Abstract

This study compares three popular open-source Security Information and Event Management (SIEM) solutions—Wazuh, Graylog, and the ELK Stack—based on their effectiveness in cyber threat detection and response. The motivation for this research originates from the growing complexity of cyber threats, which necessitates robust and effective detection technologies for organizations. The primary purpose is to assess each Security Information and Event Management (SIEM) solution's readiness, accuracy, and effectiveness in detecting and responding to simulated cyberattacks like brute force attacks, malware infections, and data exfiltration. Wazuh, Graylog, and ELK Stack were deployed in a controlled environment, and each tool was subjected to simulated cyber-attacks to create log data for analysis.
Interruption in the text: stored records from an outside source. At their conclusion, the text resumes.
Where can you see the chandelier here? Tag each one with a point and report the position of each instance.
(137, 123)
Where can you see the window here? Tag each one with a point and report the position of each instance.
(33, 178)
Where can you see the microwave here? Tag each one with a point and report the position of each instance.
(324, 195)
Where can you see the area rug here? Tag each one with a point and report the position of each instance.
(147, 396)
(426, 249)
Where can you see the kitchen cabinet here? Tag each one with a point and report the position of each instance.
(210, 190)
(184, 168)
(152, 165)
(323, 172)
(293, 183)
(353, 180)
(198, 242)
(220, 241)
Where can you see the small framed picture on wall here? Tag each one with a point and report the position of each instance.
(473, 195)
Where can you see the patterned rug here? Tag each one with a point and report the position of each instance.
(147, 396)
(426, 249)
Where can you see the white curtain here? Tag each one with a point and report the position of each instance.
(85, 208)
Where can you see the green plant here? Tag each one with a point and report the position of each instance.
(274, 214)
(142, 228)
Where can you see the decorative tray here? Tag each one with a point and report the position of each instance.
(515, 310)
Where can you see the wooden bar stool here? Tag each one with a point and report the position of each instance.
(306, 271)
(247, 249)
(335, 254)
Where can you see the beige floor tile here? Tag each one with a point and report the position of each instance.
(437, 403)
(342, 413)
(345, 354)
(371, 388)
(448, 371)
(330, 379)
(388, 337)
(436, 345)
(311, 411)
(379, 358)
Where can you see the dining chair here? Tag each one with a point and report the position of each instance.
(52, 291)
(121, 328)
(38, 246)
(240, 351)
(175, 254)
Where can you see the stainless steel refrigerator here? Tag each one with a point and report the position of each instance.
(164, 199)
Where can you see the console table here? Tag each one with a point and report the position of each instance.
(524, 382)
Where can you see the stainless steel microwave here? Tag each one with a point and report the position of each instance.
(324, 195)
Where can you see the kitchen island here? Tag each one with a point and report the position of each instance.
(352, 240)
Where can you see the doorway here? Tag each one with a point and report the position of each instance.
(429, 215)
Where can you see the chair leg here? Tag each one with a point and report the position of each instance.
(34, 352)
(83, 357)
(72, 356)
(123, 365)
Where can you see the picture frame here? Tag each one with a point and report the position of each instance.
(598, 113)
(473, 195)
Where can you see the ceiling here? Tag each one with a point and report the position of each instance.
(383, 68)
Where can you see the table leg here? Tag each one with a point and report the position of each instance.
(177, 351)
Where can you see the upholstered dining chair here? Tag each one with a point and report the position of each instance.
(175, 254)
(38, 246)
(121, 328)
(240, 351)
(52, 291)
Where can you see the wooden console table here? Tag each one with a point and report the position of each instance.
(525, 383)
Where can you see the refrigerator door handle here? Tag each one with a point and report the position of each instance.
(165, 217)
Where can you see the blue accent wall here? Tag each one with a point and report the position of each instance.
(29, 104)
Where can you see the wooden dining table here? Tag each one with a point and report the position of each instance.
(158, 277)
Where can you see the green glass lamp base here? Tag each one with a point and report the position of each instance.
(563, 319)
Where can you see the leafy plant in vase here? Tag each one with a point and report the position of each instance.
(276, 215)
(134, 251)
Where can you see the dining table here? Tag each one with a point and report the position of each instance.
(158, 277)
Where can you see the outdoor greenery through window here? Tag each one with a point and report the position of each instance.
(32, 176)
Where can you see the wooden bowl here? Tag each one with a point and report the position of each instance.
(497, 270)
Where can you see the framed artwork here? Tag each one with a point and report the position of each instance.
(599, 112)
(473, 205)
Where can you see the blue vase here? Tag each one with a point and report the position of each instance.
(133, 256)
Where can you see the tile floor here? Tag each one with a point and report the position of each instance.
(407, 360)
The log data was processed to evaluate detection rates, accuracy (true positives, false positives/negatives), and system performance (resource consumption and scalability). The study employed performance metrics like detection accuracy, precision, recall, and F1-score to assess each tool's threat detection capabilities. The results show that all three SIEM solutions can detect and respond to cyber threats, with Wazuh outperforming Graylog in real-time monitoring and response and the ELK Stack excelling in log analysis and scalability. However, the effectiveness of each strategy varies according to the specific attack type and organizational requirements. This study emphasizes the need to choose an SIEM solution that is suitable for an organization's security requirements and architecture. Organizations should assess qualities such as usability, scalability, and integration capabilities. In order to improve accuracy, each SIEM system should have its threat detection algorithms updated on a regular basis and employ the latest machine learning techniques.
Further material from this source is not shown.